The task of re-serializing a parsed node and its contents to XML is tedious. One complication is that in some contexts, it may be desirable to include explicit XML namespace definitions if serializing a subtree when the XML namespace is defined in a containing element. The XmlNode
class supports recursively serializing a node with or without the addition of an explicit namespace. The resulting XML string is XML-equivalent to the string source of the parsed node, with occurrences of whitespace normalized to a single space character.
Attempting to serialize a node with an explicit namespace when the source XML has no namespace declaration is an error.

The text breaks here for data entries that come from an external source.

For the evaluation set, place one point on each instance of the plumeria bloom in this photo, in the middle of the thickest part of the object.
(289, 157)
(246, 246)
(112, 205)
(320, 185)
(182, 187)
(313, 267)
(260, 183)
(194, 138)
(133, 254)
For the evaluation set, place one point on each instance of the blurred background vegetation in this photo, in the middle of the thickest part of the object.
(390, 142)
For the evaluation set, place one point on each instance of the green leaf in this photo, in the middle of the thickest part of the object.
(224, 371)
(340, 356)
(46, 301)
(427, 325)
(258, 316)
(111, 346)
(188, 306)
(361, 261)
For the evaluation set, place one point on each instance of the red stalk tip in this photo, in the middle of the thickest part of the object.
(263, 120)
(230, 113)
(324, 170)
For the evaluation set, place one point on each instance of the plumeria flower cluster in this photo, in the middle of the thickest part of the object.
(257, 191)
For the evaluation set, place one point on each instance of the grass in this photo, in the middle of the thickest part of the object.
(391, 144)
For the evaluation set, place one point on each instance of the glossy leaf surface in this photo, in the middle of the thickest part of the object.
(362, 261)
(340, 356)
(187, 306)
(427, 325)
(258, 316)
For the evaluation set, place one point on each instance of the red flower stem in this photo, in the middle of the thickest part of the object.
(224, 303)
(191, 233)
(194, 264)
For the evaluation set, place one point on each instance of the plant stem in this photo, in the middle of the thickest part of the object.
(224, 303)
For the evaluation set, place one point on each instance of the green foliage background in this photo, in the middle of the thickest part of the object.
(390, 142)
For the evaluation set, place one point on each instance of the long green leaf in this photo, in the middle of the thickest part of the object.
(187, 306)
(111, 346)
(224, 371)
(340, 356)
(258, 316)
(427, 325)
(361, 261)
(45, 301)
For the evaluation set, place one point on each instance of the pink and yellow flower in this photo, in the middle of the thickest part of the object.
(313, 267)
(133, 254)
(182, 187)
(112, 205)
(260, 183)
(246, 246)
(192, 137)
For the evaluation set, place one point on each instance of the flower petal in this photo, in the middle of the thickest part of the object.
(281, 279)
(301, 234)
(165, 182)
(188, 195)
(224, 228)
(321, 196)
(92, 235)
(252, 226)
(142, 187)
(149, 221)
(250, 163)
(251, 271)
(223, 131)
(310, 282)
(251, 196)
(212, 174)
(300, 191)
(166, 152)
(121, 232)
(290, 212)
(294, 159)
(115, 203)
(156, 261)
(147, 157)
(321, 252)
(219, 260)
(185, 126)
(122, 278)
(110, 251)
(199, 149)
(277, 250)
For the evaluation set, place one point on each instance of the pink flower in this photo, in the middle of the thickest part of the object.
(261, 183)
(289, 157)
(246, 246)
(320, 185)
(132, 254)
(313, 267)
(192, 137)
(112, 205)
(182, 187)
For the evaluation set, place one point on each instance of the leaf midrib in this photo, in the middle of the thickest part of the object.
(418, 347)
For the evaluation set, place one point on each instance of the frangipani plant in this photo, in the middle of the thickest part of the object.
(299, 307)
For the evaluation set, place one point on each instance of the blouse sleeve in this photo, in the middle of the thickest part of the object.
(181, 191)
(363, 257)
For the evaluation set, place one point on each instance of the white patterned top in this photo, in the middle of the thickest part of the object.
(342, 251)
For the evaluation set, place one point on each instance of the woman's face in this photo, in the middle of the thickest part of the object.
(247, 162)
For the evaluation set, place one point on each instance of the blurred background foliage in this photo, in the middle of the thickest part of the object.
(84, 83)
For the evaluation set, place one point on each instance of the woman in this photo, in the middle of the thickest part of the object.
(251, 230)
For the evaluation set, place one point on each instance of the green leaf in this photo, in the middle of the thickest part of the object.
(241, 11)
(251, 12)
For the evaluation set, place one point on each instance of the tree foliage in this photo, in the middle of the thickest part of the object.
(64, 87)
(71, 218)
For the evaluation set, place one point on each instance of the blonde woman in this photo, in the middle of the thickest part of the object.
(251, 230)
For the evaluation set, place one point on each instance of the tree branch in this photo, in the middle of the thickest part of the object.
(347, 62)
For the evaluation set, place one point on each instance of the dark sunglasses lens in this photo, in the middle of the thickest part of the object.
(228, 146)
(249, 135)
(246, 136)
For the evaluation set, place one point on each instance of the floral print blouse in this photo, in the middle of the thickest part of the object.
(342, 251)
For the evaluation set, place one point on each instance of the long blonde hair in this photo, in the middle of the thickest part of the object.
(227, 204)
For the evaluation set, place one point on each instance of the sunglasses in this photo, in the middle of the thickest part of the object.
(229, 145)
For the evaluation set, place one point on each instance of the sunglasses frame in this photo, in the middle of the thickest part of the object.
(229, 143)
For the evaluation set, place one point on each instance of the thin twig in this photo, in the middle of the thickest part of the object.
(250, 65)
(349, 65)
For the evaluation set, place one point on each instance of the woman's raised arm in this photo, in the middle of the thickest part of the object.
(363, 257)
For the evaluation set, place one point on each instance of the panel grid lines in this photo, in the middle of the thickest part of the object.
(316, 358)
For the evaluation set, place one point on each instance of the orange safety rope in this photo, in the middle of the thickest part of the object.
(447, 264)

This XML snippet has no namespace declaration:
<l n="1">Sing, goddess, the rage of <persName n="urn:cite:hmt:pers.pers1">Achilles</persName></l>
If we create an XmlNode
from it, and then serialize the node to an XML string,
we get
<l n="1"> Sing, goddess, the rage of <persName n="urn:cite:hmt:pers.pers1"> Achilles</persName></l>
This fragment of well-formed XML declares as its default namespace the namespace of the Text Encoding Initiative:
<div xmlns="http://www.tei-c.org/ns/1.0"><l n="1">Sing, goddess></l></div>
If we serialize the root element with its default namespace, we unsurprisingly get the XML-equivalent String:
<div xmlns="http://www.tei-c.org/ns/1.0"> <l n="1"> Sing, goddess></l></div>
If we serialize the child l
element separately, the well-formed fragment maintains the default namespace:
<l xmlns="http://www.tei-c.org/ns/1.0" n="1"> Sing, goddess></l>
Because the serialization of a parsed node is XML-equivalent to the source for the parsed node, the output of the collectText
method on any XmlNode
created from the serialization is guaranteed to be identical to the output of collectText
on the original parsed node, so long as any configuration of tokenizing markup is applied to both original and derivative node. (Refer to the specification for collecting text in a parsed tree for details about tokenizing markup.)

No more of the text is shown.